Pauktuutit
- Formation: 1984
- Type: National Aboriginal Organization
- Legal status: active
- Purpose: advocate and public voice, educator and network for Inuit women
- Headquarters: Ottawa, Ontario, Canada
- Region served: Canada
- Official language: English, Inuktitut (syllabics)
- Website: www.pauktuutit.ca

= Pauktuutit =

Pauktuutit is an organization in Canada that represents Inuit women. It was officially started in 1984 and is headquartered in Ottawa for easier access to the Parliament of Canada. Every Canadian Inuk woman is considered to be a member of Pauktuutit. Thus, no woman needs to pay for membership.

The organization is meant to promote social equality for Inuit women, children's rights, and the improvement of living conditions for Inuit women. It also strives to obtain a larger role for Inuit women in Canadian politics, to preserve Inuit culture, and to encourage personal independence among Inuit women. To these ends, Pauktuutit has spoken out against sexual abuse of children and physical abuse of women, and has been concerned with housing.

Similar organizations include the Inuit Tapiriit Kanatami, which represents all Inuit Canadians; there is also the Native Women's Association of Canada, which represents Aboriginal women, recognized by Pauktuutit as an ally. However, scholars have noted the Native Women's Association of Canada has enjoyed more representation in meetings of Canadian leaders than Pauktuutit.

==History==
Throughout the 1970s, Inuit activists and organizers placed great focus on territorial autonomy and land rights issues. While organizations like Inuit Tapiriit Kanatami (ITK, formerly the Eskimo Brotherhood of Canada) started to bring greater attention to preservation of Inuit culture and Indigenous rights, Inuit women felt that their daily struggles and issues which most directly impacted them were largely ignored in organizing efforts. In a 1975 meeting in Nunavut, ITK members discussed the idea of creating an Inuit women's organization.

It was not until 1981 that the organization received full support during the ITC Annual General Meeting (AGM). During this event, participants brought up major public health and social issues prevalent in Northern communities which primarily impacted Inuit women. In traditional Inuit culture, women are caregivers and keepers of traditional knowledge (Qaujimajatuqangit in Inuit), values, and other dimensions of Inuit history and identity. This meant much of the burden of socioeconomic, health, and other local challenges fell on women's shoulders. This context led to the establishment of a national organization to represent and advocate for Inuit women, Pauktuutit.

Pauktuutit Inuit Women's Association held its inaugural meeting in March of 1983, in Iqaluit. The original board held fourteen elected members, with a central office location in Ottawa, in order to be closer to the Canadian government offices to better promote Inuit issues. Pauktuutit became a not-for-profit organization in April of 1984, and held its first AGM in January 1985, with almost 150 women participants representing each of the 53 communities throughout Nunatsiavut.

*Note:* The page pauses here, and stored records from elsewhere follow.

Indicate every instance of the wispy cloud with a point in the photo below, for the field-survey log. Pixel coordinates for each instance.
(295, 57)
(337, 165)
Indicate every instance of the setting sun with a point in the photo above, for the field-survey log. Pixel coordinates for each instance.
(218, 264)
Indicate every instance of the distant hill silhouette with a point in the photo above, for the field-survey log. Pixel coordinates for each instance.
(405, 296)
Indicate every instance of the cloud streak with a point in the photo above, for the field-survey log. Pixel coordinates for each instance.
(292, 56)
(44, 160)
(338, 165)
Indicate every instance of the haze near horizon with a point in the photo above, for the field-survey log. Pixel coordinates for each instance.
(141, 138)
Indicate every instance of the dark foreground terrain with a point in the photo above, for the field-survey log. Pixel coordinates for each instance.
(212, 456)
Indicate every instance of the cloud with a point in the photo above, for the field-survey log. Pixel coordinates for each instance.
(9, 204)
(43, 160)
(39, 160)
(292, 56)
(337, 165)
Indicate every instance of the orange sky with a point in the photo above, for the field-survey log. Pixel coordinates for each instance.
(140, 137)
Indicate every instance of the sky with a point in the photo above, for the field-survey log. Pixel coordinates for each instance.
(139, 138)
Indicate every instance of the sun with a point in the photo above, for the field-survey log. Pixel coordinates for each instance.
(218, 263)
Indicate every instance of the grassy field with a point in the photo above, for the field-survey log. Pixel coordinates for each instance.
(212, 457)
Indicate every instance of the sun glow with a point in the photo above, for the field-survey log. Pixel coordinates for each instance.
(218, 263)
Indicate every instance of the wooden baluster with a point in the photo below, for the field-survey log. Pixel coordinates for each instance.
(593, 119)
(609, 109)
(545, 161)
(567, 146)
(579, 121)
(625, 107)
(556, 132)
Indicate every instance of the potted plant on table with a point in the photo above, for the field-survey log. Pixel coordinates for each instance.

Since its inception, Pauktuutit has continued to organize around issues in violence and abuse prevention, justice, health, LGBTQA+ rights, and socioeconomic development as they impact Inuit women throughout Canada. In 2020, Pauktuutit members developed The National Action Plan, a demand to end violence against Indigenous women and response to the Final Report on the National Inquiry into Missing and Murdered Indigenous Women and Girls.

Their 2022 resolutions include implementing the United Nations Declaration on the Rights of Indigenous People (UNDRIP), providing shelters and transitional housing for Inuit women, LGBTQQIA+ people and their children, bringing midwifery back to Inuit Nunangat, empowerment and leadership opportunities for Inuit women, federal pathway and Inuit action plan implementation, and review of historical resolutions turned into declarations.

==Organizational Strategies & Advocacy Work==
Pauktuutit is primarily focused on advocacy and awareness work. Annual meetings serve as spaces for Inuit women members to network and connect across Nunangat. Organization news, annual resolutions, and other organizational updates are circulated through the group's newsletter, Suliqpita. The organization also publishes mutual aid and community awareness resources on relevant issues affecting Inuit women, such as domestic and family violence, residential schools, housing resources, public health materials, substance abuse support resources, and other community needs prevalent in Northern communities.

Pauktuutit also has a subgroup called the Women's Business Network, intended to support Inuit women in the workforce and provide advice and resources for starting small businesses and becoming self-employed.

The organization is heavily involved in political activism and advocacy work focused on better legislation for Inuit women. Pauktuutit members have collaborated with the Canadian government in policy-making, and partners with Inuit and other Indigenous organizations like ITK, the Royal Commission on Aboriginal Peoples, and the Missing and Murdered Indigenous Women and Girls movement.